He falls down a rabbit hole into a mediaeval realm where the monarchy has been restored and cause and effect is relegated to the sidelines in favour of teleological archetypes and alchemy – a worldview where microcosmic patterns reflect macrocosmic events, where Alec Hope and other members of the literary old guard seek to hold the fort against the modernist Angry Penguins just as Verdi’s traditionalist ‘La Traviata’ was challenged by Wagner’s ‘Tristan and Isolde’. Playing Virgil to our Dante, the novelist guides us to this pre-scientific outlook via uncanny coincidence; i.e., via the trickster archetype: while in the bookshop where the modernists are launching their broadside against the traditionalists Dorrigo is approached by Isolde masquerading as Alexandre Dumas’ Lady of the Camellias; they discover that “Love is two bodies with one soul”.

Dorrigo is subsequently compelled to shed his Tristan skin and embark on an odyssey in which he has to suffer through the first circle of Dante’s Inferno and its horrors as the Commanding Officer of his fellow Australian POWs who, like their slave-driving military prison guards, are reduced to being instruments of the Japanese Emperor’s will.

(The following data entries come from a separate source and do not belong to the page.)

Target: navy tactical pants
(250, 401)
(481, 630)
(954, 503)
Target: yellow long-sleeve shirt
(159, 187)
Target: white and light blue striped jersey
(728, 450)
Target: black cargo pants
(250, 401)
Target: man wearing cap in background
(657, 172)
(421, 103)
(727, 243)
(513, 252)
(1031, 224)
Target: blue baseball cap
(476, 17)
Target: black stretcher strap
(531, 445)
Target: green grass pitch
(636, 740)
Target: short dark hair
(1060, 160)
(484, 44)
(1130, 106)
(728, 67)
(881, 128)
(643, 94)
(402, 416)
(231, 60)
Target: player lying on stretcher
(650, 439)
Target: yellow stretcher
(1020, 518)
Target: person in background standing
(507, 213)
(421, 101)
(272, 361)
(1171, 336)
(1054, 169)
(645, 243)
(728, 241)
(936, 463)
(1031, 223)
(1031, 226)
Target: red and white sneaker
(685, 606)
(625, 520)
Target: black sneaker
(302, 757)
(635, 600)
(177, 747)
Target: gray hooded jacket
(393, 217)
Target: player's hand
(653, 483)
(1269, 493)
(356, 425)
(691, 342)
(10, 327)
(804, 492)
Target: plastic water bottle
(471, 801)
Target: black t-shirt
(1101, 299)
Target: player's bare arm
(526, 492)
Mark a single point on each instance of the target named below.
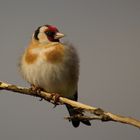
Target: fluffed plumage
(52, 66)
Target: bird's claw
(55, 97)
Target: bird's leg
(56, 97)
(36, 89)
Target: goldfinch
(52, 66)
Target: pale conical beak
(58, 35)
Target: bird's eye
(49, 33)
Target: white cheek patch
(43, 29)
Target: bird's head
(47, 34)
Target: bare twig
(99, 114)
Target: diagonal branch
(97, 113)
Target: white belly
(56, 78)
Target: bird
(53, 66)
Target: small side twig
(99, 114)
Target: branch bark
(97, 113)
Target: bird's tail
(73, 112)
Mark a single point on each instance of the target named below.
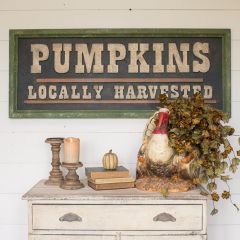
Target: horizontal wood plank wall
(25, 158)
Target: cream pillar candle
(71, 150)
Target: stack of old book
(102, 179)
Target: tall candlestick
(56, 176)
(71, 162)
(71, 150)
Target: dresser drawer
(118, 217)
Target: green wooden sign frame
(14, 112)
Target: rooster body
(158, 158)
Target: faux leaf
(214, 211)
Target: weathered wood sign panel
(115, 73)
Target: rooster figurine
(156, 157)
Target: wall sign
(115, 72)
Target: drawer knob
(70, 217)
(164, 217)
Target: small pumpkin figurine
(110, 161)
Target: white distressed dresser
(127, 214)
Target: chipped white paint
(122, 213)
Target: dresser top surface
(45, 192)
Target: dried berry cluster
(199, 129)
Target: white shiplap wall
(25, 158)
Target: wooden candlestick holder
(71, 180)
(56, 176)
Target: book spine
(95, 175)
(112, 180)
(110, 186)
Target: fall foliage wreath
(199, 129)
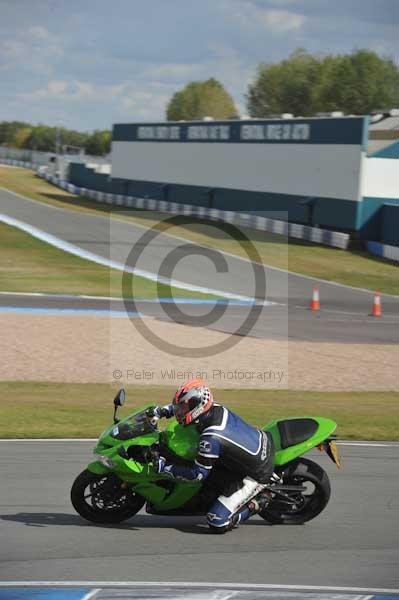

Dorrigo emerges from that horrifying underworld and is eventually hailed as a celebrated WWII hero. But his soul has been destroyed – not by Fortuna as he imagines – but by Mendacius. Being a hero is nothing but another tiresome duty. His real life is the odyssey – a journey that demands one navigate safe passage between Scylla and Charibdis toward what the celebrated seventeenth-century Japanese haiku poet Matsuo Basho calls the ‘everlasting self’.

The title of Flanagan’s novel is taken from Basho. Like Basho and Tennyson’s Ulysses (Odysseus), Dorrigo wants to put the trappings of being a model citizen aside and get down to the essence of the self. But the real world in which the Australian war hero as well as his Japanese prison guards have to operate is a class-ridden society where those born on the lower rungs have the odds stacked against them by their fellow man. Dorrigo might have climbed the ladder and been lauded by the ruling class but is tricked – deliberately thwarted from reunion with his soul-mate – by liars in high places.